Festival Internazionale Cinema Giovani

Recensioni
Annotazioni sospese nel tempo "reale" del Festival

19/11/97
Robert Kramer

Berlin 10/90
di Robert Kramer
Francia 1991

"Il mondo ha cominciato improvvisamente a restringersi", dice Kramer a proposito della genesi di questo lavoro sperimentale eppure capitale (e bene ha fatto Turigliatto a convocare l'autore per un incontro proprio dopo la proiezione di Berlin), nato dall'impotenza, da una empasse di relazione col mondo, che impediva a Kramer di realizzare qualsiasi prodotto lui volgesse alle zone calde di quell'epoca (la Romania e il Golfo, per esempio).

Tanto stretto è diventato il mondo, da ridursi a una stanza da bagno, completamente bianca, in cui Kramer decide finalmente di condurre esperimenti sul piano sequenza; un esperimento che, come avviene sempre con Kramer, non è da intendersi come mera ricerca stilistica, ma come un processo di messa in relazione dell'opera con l'artista stesso: non un delirio autoreferenziale, quindi, ma la messa in gioco del proprio metodo per scavare alla ricerca di un altro artista, un altro regista, qualcuno che sappia o sia disposto a parlare e riprendere allo stesso tempo.

Ossessionato dalle parole assenti del padre, che pure ha vissuto l'età dell'oro di Berlino e dell'Alexanderplatz, Kramer si sofferma proprio su quel che non ha visto né sentito, sull'incendio del Reichstag, sugli "anni folli". Ricorda la trance che ha provocato perfino un incidente stradale, in prossimità della sua visita a Buchenwald. Ragiona della sua incapacità (spera temporanea) a confrontarsi con Israele, con il suo essere ebreo.

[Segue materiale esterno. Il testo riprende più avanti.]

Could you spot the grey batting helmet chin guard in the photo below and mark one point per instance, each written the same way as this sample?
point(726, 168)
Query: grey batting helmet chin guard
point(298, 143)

Mentre ricorda/non ricorda, passano su uno schermo nella piccola stanza le immagini di un curioso incontro fra amici, che si devono distribuire dei libri eccedenti dopo il trasloco di uno di loro. Qui il gioco degli specchi di memoria (svelato esplicitamente anche dalla voce e dal corpo in primo piano di Kramer) si moltiplica spettacolarmente: il nastro-memoria contiene i corpi degli amici che si fanno memoria ricordante grazie ai libri e nei libri, nei quali ognuno è costretto a specchiarsi, a scegliersi, a ricostruirsi.

Il gioco di specchi si concretizza e si (e)semplifica poi, sullo schermo televisivo ripreso (non dimentichiamo che il film è pur sempre un unico piano-sequenza di circa un'ora), in un semplice e allo stesso tempo problematico (per i vetri, le trasparenze e i riflessi) campo/controcampo effettivamente e quotidianamente esistente tra il Martin-Gropius Bau e la mostra Topografia del Terrore (sui luoghi della Gestapo e della violenza nazista a Berlino): il primo, forse, esempio di come l'utopia si possa nutrire di memoria e persino di vagheggiamenti classici; la seconda emblematica di quanto la memoria stessa sia talvolta un incubo necessario.